This used to be Fishermen’s Park, a large sward where children played, fishermen tarred and dried their nets, and sailmakers and boatbuilders had their businesses.
It had belonged to the Admiralty but was given to Newhaven on a 999 year lease for its use.
However, dramatic alterations were to take place because New Lane was to be demolished and the occupants had to go somewhere. That “somewhere” became Great Michael Rise.
In 1956, the then Edinburgh Corporation commissioned Sir Basil Spence, a renowned Scottish architect, to re-develop New Lane and build Great Michael Rise, a Saltire Award-winning development on the former Fishermen’s Park.
Many of the residents of New Lane were re-housed in Great Michael Rise. Spence retained characteristics of the old buildings when they were re-built. It was also his proposal to the Council to retain the integrity of the former buildings when the rest of the village was being redeveloped. But he was ignored, and the bland nondescript buildings on south side of Newhaven Main Street that we have today are the result.

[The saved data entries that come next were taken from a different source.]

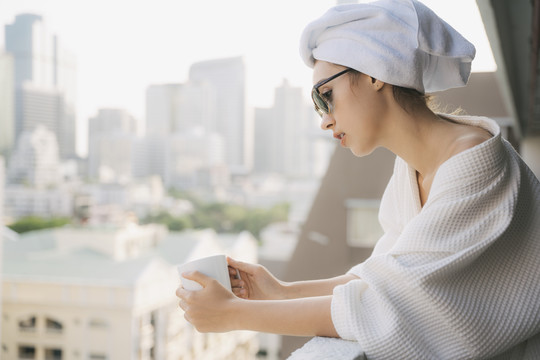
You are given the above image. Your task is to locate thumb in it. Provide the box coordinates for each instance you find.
[227,257,252,272]
[182,270,211,287]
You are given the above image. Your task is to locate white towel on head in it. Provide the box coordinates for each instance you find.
[299,0,476,93]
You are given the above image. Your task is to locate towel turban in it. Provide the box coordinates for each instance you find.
[299,0,476,93]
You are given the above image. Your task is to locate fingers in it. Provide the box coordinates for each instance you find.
[176,286,191,311]
[230,277,244,288]
[176,286,189,299]
[230,277,247,298]
[227,257,251,274]
[178,298,187,311]
[232,286,247,298]
[228,266,241,279]
[181,270,211,287]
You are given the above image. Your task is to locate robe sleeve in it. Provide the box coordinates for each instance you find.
[331,138,540,359]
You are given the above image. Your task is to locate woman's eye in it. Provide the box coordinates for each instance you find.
[322,90,332,100]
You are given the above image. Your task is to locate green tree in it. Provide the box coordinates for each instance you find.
[8,216,71,234]
[141,211,193,232]
[142,200,290,238]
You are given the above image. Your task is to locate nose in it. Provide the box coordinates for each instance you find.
[320,114,335,130]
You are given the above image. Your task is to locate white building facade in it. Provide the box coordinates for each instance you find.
[7,125,61,188]
[1,226,259,360]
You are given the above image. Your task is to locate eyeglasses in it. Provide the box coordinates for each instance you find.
[311,68,352,117]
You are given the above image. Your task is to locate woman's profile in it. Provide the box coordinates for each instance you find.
[177,1,540,358]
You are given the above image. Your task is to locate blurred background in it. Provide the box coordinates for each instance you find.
[0,0,537,359]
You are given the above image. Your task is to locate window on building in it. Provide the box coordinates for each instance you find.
[45,318,63,333]
[18,316,37,332]
[88,318,109,329]
[150,311,157,327]
[345,199,384,248]
[44,348,62,360]
[88,353,107,360]
[18,345,36,359]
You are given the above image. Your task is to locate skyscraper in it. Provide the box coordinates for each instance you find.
[7,125,61,188]
[5,13,77,159]
[189,57,251,173]
[87,108,138,182]
[145,82,216,136]
[0,53,14,157]
[254,80,317,178]
[145,84,183,137]
[143,82,224,187]
[274,79,312,177]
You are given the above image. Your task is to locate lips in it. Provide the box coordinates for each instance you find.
[333,132,345,140]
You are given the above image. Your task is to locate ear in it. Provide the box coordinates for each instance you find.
[370,77,385,91]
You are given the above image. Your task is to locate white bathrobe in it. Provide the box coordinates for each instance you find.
[292,115,540,359]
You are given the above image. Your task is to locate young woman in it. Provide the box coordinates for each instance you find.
[177,1,540,358]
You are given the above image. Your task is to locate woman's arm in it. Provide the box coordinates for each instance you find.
[233,296,338,337]
[177,271,340,337]
[227,257,358,300]
[281,274,359,299]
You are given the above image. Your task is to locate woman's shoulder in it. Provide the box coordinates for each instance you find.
[436,114,504,169]
[438,113,500,138]
[447,122,493,158]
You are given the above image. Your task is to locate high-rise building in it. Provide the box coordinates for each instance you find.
[87,108,138,182]
[165,130,227,189]
[132,136,168,180]
[254,80,319,178]
[20,84,62,140]
[143,80,221,187]
[5,14,53,89]
[145,84,183,137]
[274,80,312,177]
[189,57,251,173]
[7,125,61,188]
[177,81,216,133]
[4,13,77,159]
[145,82,215,137]
[253,107,278,173]
[0,53,14,157]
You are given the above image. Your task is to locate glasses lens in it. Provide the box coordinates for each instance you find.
[311,88,329,116]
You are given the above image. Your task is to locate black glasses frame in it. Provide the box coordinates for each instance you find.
[311,68,352,117]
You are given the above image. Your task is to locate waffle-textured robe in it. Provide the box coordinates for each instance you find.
[330,115,540,359]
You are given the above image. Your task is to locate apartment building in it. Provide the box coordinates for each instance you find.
[1,225,258,360]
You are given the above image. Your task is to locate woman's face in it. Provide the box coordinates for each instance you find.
[312,61,388,157]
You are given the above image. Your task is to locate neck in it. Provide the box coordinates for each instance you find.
[382,105,451,179]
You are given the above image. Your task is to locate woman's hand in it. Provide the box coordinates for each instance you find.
[227,257,287,300]
[176,271,239,333]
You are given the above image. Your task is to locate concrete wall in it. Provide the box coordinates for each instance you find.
[521,136,540,179]
[280,146,395,359]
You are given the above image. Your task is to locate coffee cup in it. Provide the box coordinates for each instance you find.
[177,254,232,291]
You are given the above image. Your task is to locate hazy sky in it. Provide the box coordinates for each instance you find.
[0,0,495,155]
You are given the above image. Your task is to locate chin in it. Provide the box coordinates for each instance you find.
[350,146,375,158]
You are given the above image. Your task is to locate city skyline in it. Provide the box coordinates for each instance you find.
[0,0,496,156]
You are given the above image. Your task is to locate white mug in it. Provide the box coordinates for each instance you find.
[177,254,232,291]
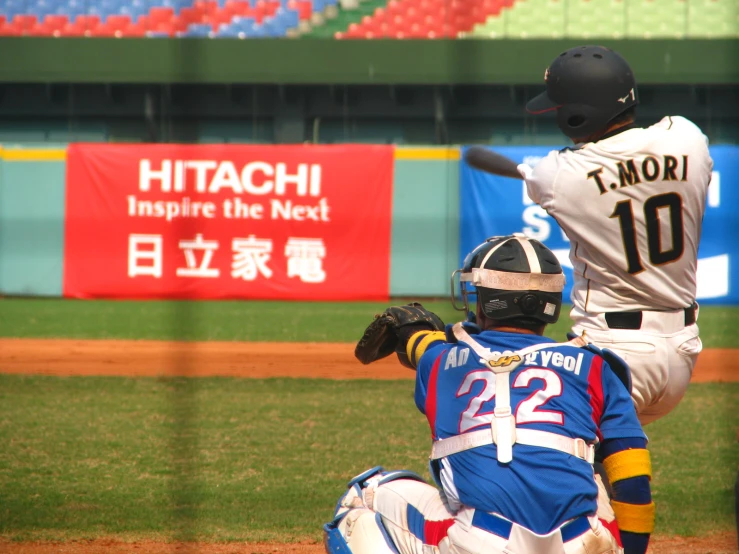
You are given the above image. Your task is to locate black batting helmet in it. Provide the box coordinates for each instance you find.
[526,45,638,139]
[452,234,565,326]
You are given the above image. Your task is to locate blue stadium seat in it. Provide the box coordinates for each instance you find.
[215,23,236,34]
[184,22,213,34]
[245,24,267,36]
[120,6,150,20]
[66,0,87,10]
[276,7,299,27]
[26,7,50,18]
[100,0,125,11]
[83,6,105,17]
[260,15,278,35]
[161,0,195,13]
[231,15,257,29]
[56,5,89,17]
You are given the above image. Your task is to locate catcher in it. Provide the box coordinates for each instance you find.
[325,235,653,554]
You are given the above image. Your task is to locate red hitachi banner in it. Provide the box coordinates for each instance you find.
[63,144,394,300]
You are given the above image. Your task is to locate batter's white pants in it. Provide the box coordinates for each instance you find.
[571,306,702,426]
[367,479,622,554]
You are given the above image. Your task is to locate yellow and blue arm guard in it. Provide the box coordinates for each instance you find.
[405,330,447,369]
[602,439,653,554]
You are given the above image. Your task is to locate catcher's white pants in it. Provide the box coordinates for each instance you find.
[571,306,702,425]
[367,479,622,554]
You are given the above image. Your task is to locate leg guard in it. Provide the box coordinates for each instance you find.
[324,509,399,554]
[324,466,426,554]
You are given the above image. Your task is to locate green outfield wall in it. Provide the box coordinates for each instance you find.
[1,39,737,84]
[391,148,460,296]
[0,148,67,297]
[0,146,460,298]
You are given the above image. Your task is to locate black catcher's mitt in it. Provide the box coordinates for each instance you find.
[355,302,445,366]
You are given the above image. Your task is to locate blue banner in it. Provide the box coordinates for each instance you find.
[460,145,739,305]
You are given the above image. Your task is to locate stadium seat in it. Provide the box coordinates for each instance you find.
[0,0,735,38]
[687,0,737,36]
[178,22,214,35]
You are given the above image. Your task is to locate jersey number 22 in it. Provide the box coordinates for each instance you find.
[457,368,564,433]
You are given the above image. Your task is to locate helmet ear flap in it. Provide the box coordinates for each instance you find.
[518,293,540,315]
[556,104,610,139]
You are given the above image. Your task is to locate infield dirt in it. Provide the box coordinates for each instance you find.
[0,339,737,381]
[1,533,738,554]
[0,339,736,554]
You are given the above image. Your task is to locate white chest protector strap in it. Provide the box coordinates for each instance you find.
[431,324,594,465]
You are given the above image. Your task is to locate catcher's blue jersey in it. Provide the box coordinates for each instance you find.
[415,329,645,535]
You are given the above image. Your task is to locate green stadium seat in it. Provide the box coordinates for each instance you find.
[624,0,686,37]
[565,0,626,37]
[471,0,567,38]
[687,0,738,37]
[466,0,737,39]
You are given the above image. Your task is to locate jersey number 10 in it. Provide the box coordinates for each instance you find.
[610,192,685,274]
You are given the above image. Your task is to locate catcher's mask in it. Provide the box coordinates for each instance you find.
[526,45,638,140]
[451,234,565,326]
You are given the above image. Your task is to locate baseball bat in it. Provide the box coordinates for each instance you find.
[464,146,522,180]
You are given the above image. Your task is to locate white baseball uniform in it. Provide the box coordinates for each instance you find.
[519,116,713,424]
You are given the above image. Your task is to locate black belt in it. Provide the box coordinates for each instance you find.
[605,303,696,330]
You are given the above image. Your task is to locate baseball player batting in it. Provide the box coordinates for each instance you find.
[465,45,713,426]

However, the houses had all the modern facilities — hot and cold running water, inside toilets, separate kitchens, at least two bedrooms, and an open outlook. Many had balconies in order to catch the sun. This was indeed luxury previously unknown in the village!
Although the New Lane they had vacated had a certain antiquated charm about its appearance, the houses lacked basic amenities and were dark and damp. They had outlived their purpose and the people were delighted to move to the next street in order to enjoy modern facilities.
If you climb to the top of the slope and look seaward, you won’t see what the child of 1965 would have seen. The expanse of grass would have been triple the area and the local play park for children.
Even when the Western Breakwater was built in the 30s and 40s, the sea was still accessible through lock gates at Leith Docks.
The large anchor at the bottom of Great Micahel Rise is only ornamentation. It has no historical significance other than acknowledgement to Newhaven’s place in the story of the sea.